A visit with Graduate Students, Life Sciences

By LuAnne Roth
Published: - Topics: life sciences graduate school

Brian Bostick, Molecular Microbiology and Immunology

Topics: muscular dystrophy heart disease

As a graduate student in the Department of Molecular Microbiology and Immunology in MU’s School of Medicine, Brian Bostick works with professor Dongsheng Duan in the area of gene therapy. Bostick’s research seeks to develop a treatment for the most common form of muscular dystrophy, Duchenne muscular dystrophy, in which patients are missing a gene called dystrophin. Gene therapy involves the replacement or addition of a missing gene. Bostick’s research involves inserting this gene into a virus and then injecting it into an animal body. “Just by using the normal properties of how a virus works,” Bostick explains, “we can actually replace genes that are missing.”

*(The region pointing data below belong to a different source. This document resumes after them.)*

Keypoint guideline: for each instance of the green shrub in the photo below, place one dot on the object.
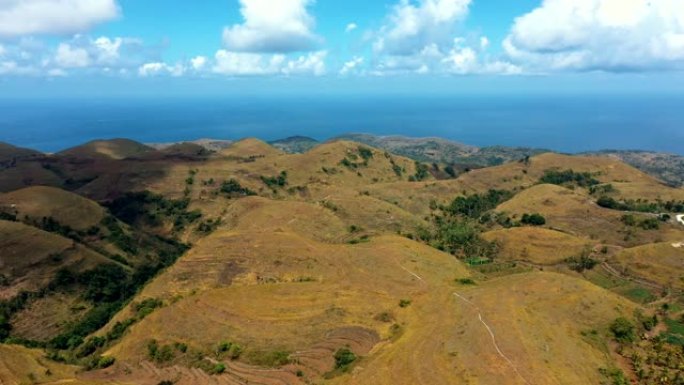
(623, 330)
(366, 153)
(404, 303)
(275, 182)
(581, 179)
(218, 369)
(270, 359)
(233, 188)
(474, 206)
(466, 281)
(344, 358)
(533, 219)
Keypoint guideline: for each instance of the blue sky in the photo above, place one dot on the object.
(78, 47)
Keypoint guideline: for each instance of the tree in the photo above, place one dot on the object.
(533, 219)
(623, 330)
(344, 358)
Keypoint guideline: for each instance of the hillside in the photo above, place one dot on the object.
(341, 263)
(108, 149)
(666, 167)
(295, 144)
(10, 154)
(48, 202)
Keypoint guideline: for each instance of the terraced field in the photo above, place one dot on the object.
(327, 267)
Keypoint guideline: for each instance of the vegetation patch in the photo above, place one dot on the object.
(233, 189)
(275, 182)
(150, 209)
(569, 178)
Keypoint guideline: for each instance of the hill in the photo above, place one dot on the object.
(249, 264)
(9, 154)
(48, 202)
(537, 245)
(107, 149)
(444, 151)
(295, 144)
(666, 167)
(661, 263)
(208, 144)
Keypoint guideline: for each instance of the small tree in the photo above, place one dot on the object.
(623, 330)
(344, 358)
(533, 219)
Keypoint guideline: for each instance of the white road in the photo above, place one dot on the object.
(491, 333)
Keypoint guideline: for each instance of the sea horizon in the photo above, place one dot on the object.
(561, 123)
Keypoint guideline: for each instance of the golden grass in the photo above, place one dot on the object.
(108, 149)
(19, 365)
(661, 263)
(66, 208)
(536, 245)
(537, 324)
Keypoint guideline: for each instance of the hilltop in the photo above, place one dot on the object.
(336, 263)
(107, 149)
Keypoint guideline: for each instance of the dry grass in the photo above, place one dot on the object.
(536, 245)
(537, 324)
(660, 263)
(66, 208)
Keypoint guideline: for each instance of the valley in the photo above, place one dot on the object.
(354, 261)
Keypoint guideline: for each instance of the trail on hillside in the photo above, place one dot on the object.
(491, 333)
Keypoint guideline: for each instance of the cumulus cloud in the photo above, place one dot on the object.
(351, 66)
(198, 62)
(102, 52)
(411, 26)
(32, 17)
(71, 57)
(254, 64)
(611, 35)
(159, 68)
(421, 37)
(272, 27)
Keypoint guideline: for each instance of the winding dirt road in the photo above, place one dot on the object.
(491, 333)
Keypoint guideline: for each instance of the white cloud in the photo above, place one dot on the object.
(13, 68)
(30, 17)
(158, 68)
(420, 37)
(611, 35)
(272, 26)
(71, 57)
(108, 49)
(351, 66)
(198, 62)
(311, 64)
(246, 64)
(254, 64)
(57, 72)
(412, 27)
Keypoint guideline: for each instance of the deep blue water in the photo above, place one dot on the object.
(562, 123)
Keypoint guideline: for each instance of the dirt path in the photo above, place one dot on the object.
(491, 333)
(614, 272)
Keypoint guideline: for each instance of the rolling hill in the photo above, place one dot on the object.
(339, 263)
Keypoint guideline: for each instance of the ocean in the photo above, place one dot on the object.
(560, 123)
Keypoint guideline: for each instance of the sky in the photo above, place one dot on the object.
(176, 47)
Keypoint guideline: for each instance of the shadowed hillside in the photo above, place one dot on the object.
(341, 263)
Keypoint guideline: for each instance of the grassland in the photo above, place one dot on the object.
(323, 266)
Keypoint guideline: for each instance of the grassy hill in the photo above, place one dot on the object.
(248, 263)
(39, 202)
(108, 149)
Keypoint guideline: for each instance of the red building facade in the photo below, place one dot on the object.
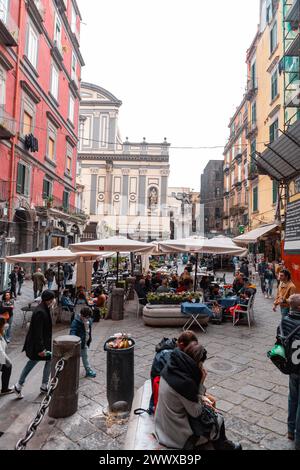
(40, 69)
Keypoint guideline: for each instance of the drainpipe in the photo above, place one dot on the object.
(15, 112)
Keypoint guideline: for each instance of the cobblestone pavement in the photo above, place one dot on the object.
(251, 393)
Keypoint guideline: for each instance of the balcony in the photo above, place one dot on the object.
(293, 13)
(7, 125)
(251, 129)
(253, 172)
(9, 31)
(57, 51)
(55, 203)
(226, 168)
(62, 5)
(4, 191)
(251, 89)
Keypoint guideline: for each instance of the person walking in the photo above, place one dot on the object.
(289, 324)
(21, 278)
(38, 343)
(7, 305)
(285, 290)
(82, 327)
(5, 362)
(39, 282)
(49, 276)
(13, 282)
(262, 266)
(269, 281)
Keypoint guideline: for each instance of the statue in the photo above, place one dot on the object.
(153, 197)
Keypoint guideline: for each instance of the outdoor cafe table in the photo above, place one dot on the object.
(228, 302)
(195, 312)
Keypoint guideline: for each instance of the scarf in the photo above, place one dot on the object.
(182, 375)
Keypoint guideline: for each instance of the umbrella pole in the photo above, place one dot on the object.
(117, 267)
(196, 271)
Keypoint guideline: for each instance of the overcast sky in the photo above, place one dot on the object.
(178, 67)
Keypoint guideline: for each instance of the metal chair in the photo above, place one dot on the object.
(240, 312)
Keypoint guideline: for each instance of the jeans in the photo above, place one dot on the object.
(8, 332)
(85, 359)
(6, 373)
(262, 284)
(294, 407)
(28, 368)
(269, 286)
(284, 311)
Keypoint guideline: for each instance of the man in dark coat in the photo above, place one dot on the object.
(13, 282)
(38, 343)
(289, 324)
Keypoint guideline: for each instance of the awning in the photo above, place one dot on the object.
(281, 160)
(254, 235)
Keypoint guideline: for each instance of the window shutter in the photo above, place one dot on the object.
(20, 172)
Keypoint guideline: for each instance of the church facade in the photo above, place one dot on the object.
(125, 183)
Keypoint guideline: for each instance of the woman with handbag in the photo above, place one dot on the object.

Bostick’s research focuses specifically on the heart disease associated with Duchenne muscular dystrophy, where a gradual weakening of the muscles occurs—starting with the larger muscles—so that patients have trouble breathing by the time they are teenagers. For a long time, such respiratory problems had been the major cause of death among DMD patients, but doctors are now better able to treat the respiratory disease. Because the heart muscle also needs dystrophin to function properly, heart disease worsens as these patients live longer. Heart disease, in fact, is now a major cause of death among DMD patients, a problem that Bostick and his mentor Duan seek to address by developing a heart disease model in mice.

Bostick offers a quick tour of Duan’s laboratory, illustrating the processes involved in several research projects—from the mouse treadmill to the surgical area and where the mice are kept under observation. Delicately selecting several mice, Bostick shows examples of a normal mouse, one with MD, and another with MD undergoing gene replacement therapy. The difference, in both size and activity, between the untreated mouse and the one given gene therapy is remarkable and promising for future applications of this research.